In particular, Plaintiff alleges that, on January 15, 2004, Defendant LaBonte told Inmate Peter Grieco, Plaintiff's co-worker, that (1) he (LaBonte) believed Plaintiff was a homosexual because Plaintiff associated with inmate Mark Brooks, and (2) Plaintiff and Brooks would not be allowed to work in the same program at the same time. AC ¶ 8. Plaintiff alleges that, after Inmate Grieco told Plaintiff about his conversation with Defendant LaBonte, Plaintiff confronted Defendant LaBonte about the conversation, whereupon LaBonte repeated the statements to Plaintiff, adding that "as long as plaintiff is assigned at the Church, inmate Brooks will `NEVER' be assigned, for fear of `homosexual acts' being committed between plaintiff and inmate Brooks." AC ¶¶ 9, 11. Plaintiff alleges that, in response, he told Defendant LaBonte that he is not homosexual and is only friends with Brooks. AC ¶ 12.

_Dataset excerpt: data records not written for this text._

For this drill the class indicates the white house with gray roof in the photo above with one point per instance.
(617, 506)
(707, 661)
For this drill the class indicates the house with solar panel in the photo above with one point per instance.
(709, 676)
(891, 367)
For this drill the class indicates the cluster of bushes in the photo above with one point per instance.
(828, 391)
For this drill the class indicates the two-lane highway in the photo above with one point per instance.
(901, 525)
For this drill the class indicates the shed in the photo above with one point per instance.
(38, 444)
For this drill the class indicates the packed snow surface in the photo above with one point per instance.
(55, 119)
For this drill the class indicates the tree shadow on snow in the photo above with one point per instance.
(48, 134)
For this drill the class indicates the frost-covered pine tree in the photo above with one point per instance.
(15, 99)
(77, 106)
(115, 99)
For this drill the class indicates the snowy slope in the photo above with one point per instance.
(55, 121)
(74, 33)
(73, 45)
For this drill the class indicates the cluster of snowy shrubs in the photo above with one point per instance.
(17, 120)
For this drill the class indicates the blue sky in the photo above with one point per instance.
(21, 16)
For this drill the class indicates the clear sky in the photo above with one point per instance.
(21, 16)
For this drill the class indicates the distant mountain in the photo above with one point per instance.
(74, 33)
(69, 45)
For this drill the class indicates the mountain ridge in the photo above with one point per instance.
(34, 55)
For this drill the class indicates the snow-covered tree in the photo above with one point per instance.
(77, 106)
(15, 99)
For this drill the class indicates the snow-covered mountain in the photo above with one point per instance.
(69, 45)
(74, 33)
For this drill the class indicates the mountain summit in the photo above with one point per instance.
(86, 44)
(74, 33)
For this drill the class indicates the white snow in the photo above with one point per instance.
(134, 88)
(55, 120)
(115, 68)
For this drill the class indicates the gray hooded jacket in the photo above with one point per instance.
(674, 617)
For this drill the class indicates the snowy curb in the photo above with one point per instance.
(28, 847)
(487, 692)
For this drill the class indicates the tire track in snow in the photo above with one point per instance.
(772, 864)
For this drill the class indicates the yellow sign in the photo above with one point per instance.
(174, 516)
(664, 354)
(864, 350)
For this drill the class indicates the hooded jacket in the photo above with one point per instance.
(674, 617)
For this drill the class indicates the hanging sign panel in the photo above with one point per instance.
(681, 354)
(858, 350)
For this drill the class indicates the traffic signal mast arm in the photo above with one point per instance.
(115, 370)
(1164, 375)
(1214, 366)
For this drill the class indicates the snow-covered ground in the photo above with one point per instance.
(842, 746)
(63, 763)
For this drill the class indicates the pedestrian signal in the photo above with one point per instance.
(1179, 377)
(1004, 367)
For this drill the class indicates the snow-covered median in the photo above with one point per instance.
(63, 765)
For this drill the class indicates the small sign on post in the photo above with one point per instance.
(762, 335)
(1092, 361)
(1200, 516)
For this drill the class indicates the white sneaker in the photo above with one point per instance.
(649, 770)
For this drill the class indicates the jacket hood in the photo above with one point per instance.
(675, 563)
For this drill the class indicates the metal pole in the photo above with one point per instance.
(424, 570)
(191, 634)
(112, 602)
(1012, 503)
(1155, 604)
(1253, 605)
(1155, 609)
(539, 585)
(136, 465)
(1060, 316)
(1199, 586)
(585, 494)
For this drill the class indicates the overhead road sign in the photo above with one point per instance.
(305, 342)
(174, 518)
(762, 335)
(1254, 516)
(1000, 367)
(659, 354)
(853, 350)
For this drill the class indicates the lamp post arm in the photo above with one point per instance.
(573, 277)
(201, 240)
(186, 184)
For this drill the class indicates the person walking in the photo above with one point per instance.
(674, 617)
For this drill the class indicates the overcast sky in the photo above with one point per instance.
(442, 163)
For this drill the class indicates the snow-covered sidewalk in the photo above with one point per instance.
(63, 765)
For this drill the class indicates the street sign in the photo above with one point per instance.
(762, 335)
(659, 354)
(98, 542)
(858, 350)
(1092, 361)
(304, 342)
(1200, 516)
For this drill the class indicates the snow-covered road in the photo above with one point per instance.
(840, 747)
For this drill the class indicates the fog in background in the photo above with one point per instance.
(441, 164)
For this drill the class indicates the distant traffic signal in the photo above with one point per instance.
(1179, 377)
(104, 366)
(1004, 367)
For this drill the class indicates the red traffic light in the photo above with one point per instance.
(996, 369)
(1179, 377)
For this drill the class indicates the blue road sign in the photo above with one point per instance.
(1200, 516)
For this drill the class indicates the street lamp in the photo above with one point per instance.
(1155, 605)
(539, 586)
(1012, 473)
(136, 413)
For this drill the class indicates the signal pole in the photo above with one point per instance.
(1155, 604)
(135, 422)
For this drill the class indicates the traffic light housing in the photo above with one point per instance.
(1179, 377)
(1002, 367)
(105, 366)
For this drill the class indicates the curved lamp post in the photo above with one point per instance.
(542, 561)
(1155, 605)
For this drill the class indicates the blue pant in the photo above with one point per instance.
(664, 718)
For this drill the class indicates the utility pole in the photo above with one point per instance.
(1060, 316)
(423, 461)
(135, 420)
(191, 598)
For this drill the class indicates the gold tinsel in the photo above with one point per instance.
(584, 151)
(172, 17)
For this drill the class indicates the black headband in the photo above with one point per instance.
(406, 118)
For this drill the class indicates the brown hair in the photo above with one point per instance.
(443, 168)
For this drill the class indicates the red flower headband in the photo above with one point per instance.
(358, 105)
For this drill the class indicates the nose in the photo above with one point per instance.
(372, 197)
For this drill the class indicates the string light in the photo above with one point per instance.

Furthermore, Plaintiff alleges that, on January 28, 2004, he appeared before the Clinton C.F. Assessment and Program Preparation Unit ("A.P.P.U.")11 Program Committee, which was comprised of Defendants Facteau, Garbera, and Ward, as well as "Teacher Ms. Barber" and an "unknown lady." AC ¶ 15. Plaintiff alleges that Defendant Garbera told Plaintiff that they all knew about Plaintiff and Inmate Brooks "being an item," and that Plaintiff could not change his work program to be closer to Brooks. AC ¶ 16. Plaintiff alleges that, when he stated that he had never been homosexual, Defendants Facteau, Ward and Garbera stated that Plaintiff was "guilty by association" with Brooks, a known homosexual, and that, as a result, he should get used to being treated as a homosexual. AC ¶¶ 21, 22.